A centrifugal device like that described with reference to Fig. 4, or an integral centrifuge and vacuum

system like that described with reference to Fig. 10, may advantageously be integrated into various types of analytical systems. As an example of such a blood analysis system may be mentioned the system for determining cardiac infarction markers that is disclosed in our pending international application PCT/SE92/00386 (publication number WO 92/21973) .
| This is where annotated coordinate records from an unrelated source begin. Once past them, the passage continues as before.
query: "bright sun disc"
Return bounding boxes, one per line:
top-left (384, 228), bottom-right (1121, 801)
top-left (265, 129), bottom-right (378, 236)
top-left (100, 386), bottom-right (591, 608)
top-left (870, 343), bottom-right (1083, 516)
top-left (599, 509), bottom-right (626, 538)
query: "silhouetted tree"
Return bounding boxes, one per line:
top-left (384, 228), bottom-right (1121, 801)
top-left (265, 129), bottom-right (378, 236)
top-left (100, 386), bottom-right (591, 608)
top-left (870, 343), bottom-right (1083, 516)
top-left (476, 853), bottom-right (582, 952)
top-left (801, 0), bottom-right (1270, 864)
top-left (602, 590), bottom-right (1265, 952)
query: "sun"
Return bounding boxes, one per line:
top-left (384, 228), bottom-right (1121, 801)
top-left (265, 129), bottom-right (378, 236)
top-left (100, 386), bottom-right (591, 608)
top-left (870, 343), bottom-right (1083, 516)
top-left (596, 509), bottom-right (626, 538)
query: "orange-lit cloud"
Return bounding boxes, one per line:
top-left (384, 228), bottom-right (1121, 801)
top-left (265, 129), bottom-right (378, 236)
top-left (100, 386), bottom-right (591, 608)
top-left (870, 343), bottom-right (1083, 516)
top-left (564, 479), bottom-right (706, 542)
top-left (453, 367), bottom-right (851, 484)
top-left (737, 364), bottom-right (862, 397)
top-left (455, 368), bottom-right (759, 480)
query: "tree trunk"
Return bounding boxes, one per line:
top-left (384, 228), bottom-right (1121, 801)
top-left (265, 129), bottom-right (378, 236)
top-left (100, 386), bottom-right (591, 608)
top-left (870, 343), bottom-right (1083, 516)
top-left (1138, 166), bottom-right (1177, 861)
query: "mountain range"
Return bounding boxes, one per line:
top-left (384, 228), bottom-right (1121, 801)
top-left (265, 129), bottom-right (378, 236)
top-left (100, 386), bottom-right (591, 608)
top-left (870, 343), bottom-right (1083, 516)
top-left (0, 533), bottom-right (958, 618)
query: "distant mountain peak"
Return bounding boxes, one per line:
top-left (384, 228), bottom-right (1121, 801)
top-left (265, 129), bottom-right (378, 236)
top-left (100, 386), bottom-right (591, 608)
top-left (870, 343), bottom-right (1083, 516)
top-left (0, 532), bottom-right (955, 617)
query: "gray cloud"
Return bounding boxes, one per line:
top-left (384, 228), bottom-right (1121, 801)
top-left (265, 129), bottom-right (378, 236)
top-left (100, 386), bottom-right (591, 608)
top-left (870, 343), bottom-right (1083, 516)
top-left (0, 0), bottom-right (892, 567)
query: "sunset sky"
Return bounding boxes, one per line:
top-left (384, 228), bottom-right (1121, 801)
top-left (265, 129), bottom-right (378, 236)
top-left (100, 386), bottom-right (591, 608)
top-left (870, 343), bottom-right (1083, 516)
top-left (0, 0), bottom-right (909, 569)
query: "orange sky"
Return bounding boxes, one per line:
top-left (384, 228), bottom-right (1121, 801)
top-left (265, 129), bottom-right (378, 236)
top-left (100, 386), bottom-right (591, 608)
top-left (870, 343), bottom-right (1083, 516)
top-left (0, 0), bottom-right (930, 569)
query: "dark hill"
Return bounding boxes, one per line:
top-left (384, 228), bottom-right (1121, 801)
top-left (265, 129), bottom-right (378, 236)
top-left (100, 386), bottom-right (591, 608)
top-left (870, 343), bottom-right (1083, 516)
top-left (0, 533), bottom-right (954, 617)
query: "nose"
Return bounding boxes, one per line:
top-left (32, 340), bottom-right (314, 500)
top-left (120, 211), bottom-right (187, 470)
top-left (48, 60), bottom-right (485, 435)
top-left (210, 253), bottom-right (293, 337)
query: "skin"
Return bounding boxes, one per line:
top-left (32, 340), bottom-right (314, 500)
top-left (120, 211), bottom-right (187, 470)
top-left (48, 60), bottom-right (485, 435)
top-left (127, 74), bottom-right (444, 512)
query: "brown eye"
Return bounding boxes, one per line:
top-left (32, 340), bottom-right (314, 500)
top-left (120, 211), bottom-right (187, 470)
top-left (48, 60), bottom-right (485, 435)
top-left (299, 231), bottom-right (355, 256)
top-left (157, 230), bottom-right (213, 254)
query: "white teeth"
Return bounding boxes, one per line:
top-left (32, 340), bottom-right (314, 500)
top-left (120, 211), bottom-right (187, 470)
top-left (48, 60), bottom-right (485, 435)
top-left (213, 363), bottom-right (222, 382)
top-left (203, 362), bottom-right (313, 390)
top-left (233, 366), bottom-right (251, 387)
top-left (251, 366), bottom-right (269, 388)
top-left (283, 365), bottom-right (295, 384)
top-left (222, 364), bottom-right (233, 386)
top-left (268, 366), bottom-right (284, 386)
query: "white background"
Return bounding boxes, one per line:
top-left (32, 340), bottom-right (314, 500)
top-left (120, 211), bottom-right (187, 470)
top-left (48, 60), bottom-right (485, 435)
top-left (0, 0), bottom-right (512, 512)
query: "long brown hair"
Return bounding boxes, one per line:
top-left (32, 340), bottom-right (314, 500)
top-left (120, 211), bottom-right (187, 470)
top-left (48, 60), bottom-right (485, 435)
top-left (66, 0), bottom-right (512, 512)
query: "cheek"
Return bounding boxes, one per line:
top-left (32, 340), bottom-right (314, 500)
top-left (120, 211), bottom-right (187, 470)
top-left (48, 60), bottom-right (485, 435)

EXAMPLE For separating whole blood by centrifugation a blood separation tube described in connection with Fig. 1 above was used, as well as a conventional blood tube as a means of comparison. The volume of the inner chamber 2 of the blood separation tube 1 according to Fig. 1 was about 2 ml and the volume of the outer chamber 6 was about 1.2 ml. About 2 ml of anti-coagulated whole blood were introduced into the inner chamber 2 of the blood separation tube in Fig. 1 as described above by means of a vacuum produced by a syringe. The whole blood had a red blood cell concentration of about ,5 x 10 ⁶ per μl and a white blood cell concentration of about 5 x 10 ³ per μl. After centrifugation for about 1 minute at about 14,000 rpm, essentially all blood cells had collected in the outer chamber. The plasma (about 0.8 ml) was sucked from the inner chamber 2 and exhibited a residual content of red blood cells of about 10,000 per μl and of white blood cells of about 200 per μl. Usual centrifugation in a so-called swing-out centrifuge at 4,000 rpm for 10 minutes of about 10 ml of the same whole blood in the conventional blood tube gave a residual content of about 1,000 red blood cells per μl and about 20 white blood cells per μl.

The invention is, of course, not restricted to the embodiment specifically described above and shown in the drawings, but many changes and modifications may be made within the scope of the general inventive concept as stated in the following claims.